Pennsylvania Assembly: Reply to the Governor
Printed in Votes and Proceedings of the House of Representatives, 1755–1756 (Philadelphia, 1756), p. 21.
While Morris and his Council were considering the governor’s message to the Assembly of November 8, Conrad Weiser2 arrived with Scaroyady3 and other Indians who came with pleas of action to defend the frontier lest the few still loyal Indians defect or become the victims of their armed and aroused brethren allied with the French. That afternoon the governor, his Council, the Assembly, and “several Magistrates, officers, and Citizens” met at the State House to hear the Indian demands for an alliance in arms. On November 10 Morris sent a further message urging immediate attention to the Indians since the loss of their friendship brought such certain and tragic consequences.4 The committee appointed to respond to the previous document was also charged with drafting the reply printed here.
[November 11, 1755]
May it please the Governor,
We have considered the Governor’s Message of Yesterday, relating to the Application and pressing Instances of the Indians, and are glad to find, that he is at length prevailed on to declare himself “ready and desirous to do any thing, consistent with his Duty to the CROWN,5 for the Protection and Assistance, as well as of our Allies, as of the Inhabitants of this Province in general.” We never have, and we hope never shall, desire him to do any thing inconsistent with that Duty. He has it now in his Power to do what he may think the Exigence requires, for the Service of the Crown, the Protection of our Allies, and of the Inhabitants of the Province. As Captain-General, he has, by the Royal Charter, full Authority to raise Men; and the Bill now in his Hands, granting Sixty Thousand Pounds, will enable him to pay the Expences. We grant the Money chearfully, tho’ the Tax to sink it will be a heavy one; and we hope the Bill will receive his Assent immediately.6
2. See above, III, 89 n.
3. See above, V, 65 n.
4. Votes, 1755–56, pp. 17–18; Pa. Col. Recs., VI, 685.
5. That is, the Assembly was glad that Morris was at last attending to this duty instead of adhering to his alleged duty of obedience to the Proprietors’ instructions, so obstructive to the public welfare.
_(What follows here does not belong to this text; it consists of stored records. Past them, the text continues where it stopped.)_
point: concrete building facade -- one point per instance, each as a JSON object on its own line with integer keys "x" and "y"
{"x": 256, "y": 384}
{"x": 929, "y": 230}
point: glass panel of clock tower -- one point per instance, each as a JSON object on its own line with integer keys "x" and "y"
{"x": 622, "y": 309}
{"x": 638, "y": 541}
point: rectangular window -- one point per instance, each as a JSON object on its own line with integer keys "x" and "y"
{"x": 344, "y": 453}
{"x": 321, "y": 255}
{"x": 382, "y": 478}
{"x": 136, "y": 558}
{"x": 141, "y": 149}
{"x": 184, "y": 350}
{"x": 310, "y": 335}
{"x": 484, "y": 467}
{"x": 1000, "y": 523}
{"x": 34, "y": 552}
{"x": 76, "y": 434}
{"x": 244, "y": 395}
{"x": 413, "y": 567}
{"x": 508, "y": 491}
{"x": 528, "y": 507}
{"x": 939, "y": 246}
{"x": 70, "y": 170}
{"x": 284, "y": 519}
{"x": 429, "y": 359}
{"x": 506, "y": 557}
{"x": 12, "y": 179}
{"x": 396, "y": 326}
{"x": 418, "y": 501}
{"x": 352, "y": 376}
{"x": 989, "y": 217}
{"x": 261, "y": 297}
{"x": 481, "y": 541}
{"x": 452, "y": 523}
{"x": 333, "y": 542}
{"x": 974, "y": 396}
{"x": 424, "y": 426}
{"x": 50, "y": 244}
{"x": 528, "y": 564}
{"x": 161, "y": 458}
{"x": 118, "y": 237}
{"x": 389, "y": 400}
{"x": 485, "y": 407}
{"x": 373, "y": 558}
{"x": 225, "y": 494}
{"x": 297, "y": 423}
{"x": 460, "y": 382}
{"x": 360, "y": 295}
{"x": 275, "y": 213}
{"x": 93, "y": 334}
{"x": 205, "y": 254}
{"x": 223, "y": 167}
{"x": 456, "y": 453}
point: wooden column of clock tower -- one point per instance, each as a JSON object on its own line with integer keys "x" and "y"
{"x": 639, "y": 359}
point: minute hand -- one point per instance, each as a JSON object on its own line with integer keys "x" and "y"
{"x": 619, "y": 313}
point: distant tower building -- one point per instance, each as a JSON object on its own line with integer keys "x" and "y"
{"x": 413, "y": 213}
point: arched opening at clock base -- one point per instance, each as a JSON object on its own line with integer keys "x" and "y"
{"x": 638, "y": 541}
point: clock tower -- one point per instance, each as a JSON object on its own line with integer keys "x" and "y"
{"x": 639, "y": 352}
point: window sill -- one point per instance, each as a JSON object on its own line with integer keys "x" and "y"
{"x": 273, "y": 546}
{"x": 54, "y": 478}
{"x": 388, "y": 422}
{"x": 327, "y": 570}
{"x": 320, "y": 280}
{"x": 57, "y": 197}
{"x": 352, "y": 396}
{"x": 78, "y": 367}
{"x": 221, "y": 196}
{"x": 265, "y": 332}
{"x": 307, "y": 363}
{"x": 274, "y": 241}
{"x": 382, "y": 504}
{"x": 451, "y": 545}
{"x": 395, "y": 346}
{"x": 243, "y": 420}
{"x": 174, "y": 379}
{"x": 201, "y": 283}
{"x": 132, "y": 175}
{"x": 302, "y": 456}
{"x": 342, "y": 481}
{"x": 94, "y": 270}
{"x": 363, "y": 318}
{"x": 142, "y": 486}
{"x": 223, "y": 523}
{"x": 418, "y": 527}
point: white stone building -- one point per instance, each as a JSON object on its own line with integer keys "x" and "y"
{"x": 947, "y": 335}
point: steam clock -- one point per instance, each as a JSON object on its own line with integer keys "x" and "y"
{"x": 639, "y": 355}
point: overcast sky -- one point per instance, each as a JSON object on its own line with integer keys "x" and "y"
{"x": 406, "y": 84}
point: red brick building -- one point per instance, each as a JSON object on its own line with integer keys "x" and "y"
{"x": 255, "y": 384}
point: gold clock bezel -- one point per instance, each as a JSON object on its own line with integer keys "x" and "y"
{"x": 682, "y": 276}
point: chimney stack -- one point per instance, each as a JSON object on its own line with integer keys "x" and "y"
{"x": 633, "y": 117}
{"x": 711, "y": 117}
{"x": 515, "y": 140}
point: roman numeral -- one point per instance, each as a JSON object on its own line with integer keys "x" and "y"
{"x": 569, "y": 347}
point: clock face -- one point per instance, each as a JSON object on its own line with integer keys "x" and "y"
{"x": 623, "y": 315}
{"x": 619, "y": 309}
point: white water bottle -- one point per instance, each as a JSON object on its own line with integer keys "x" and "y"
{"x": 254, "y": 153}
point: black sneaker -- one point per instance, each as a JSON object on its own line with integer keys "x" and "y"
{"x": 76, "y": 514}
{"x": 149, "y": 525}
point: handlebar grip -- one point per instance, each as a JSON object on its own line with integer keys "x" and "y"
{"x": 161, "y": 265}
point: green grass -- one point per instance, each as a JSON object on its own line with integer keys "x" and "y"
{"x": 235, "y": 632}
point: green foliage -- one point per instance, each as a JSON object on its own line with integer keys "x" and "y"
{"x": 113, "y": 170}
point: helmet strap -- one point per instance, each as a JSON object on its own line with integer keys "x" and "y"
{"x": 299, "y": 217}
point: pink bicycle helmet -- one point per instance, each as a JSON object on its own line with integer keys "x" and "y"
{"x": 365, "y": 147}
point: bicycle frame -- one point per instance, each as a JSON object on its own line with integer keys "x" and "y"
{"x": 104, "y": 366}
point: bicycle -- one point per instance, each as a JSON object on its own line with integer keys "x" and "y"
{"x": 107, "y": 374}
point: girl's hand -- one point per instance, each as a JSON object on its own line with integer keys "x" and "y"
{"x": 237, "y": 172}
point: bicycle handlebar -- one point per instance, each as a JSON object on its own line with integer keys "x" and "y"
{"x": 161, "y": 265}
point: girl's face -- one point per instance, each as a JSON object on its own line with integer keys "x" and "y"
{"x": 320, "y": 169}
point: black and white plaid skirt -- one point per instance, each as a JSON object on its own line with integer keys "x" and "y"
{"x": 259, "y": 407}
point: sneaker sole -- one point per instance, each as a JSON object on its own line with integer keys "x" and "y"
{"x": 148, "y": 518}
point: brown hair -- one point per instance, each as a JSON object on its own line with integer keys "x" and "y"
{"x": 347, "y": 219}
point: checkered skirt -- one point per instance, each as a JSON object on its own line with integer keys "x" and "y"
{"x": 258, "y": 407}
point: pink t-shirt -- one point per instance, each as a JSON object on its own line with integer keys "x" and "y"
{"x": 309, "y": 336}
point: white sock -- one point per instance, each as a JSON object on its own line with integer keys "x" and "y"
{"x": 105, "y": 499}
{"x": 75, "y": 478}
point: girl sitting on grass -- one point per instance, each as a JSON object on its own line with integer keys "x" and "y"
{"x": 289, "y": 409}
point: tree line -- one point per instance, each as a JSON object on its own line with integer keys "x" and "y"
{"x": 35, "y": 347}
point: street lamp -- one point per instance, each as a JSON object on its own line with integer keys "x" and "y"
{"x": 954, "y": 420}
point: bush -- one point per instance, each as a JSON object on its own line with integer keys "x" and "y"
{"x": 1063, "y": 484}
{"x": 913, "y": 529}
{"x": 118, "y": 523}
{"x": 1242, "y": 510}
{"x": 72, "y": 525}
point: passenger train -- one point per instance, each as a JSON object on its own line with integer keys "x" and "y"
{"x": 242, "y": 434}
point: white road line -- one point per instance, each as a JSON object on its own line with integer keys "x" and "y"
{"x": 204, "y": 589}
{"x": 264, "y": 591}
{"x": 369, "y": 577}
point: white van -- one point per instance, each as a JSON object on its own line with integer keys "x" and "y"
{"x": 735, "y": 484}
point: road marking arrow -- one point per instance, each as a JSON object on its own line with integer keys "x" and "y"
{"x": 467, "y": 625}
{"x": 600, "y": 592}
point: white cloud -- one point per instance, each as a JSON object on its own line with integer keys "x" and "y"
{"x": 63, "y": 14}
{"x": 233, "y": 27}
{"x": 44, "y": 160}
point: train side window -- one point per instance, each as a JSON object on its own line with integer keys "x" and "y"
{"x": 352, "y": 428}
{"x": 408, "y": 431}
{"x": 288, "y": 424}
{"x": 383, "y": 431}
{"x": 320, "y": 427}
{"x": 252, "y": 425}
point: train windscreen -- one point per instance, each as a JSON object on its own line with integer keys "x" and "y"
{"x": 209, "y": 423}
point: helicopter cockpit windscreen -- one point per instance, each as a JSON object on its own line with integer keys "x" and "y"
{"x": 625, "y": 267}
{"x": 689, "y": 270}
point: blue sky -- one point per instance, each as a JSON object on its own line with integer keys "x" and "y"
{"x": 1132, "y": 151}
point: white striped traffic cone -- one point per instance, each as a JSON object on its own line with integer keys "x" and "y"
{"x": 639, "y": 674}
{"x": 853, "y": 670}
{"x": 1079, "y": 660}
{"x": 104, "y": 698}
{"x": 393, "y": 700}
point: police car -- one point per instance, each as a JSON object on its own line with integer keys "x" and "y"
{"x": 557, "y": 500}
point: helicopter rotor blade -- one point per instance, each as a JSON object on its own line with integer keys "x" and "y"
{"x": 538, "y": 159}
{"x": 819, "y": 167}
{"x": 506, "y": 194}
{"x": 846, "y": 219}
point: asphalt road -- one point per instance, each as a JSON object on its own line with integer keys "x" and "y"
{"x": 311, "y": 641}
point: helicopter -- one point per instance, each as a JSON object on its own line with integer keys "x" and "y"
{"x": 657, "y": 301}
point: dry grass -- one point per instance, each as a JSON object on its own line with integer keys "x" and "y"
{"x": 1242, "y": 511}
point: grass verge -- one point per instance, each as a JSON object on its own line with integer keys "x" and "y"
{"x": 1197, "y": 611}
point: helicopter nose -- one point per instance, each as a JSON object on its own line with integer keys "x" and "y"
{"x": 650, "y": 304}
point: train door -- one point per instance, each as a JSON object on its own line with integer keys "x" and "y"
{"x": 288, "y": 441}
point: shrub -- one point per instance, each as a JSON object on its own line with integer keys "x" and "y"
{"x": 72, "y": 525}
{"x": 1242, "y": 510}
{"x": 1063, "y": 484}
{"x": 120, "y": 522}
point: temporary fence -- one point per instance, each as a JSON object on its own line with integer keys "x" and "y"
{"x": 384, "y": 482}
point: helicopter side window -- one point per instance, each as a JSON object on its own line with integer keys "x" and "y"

The seizure upon Morris’ careless wording to imply his admission of past failures to do his duty to the King was, of course, an evasion of the point of the message, and has meaning only within the bitter word battle going on between him and the Assembly.
6. Upon receiving this message, the Council was “astonished to see the obstinacy of the Assembly carry them such Lengths as not to enable the Governor to give a Satisfactory answer to the Indians, after their making so solemn and peremtory a Demand, considered what answer to make to Scarooyady, and after a long Consultation it was thought best to tell him the truth”—that no money for defense was likely to be forthcoming. Scaroyady “received the answer with amazement, saying it would occasion the absolute Defection of the Delawares, who by proper Encouragements might even now be secured in our Interest,” but that nevertheless he, Scaroyady, would do his best to aid the English cause. Pa. Col. Recs., VI, 692.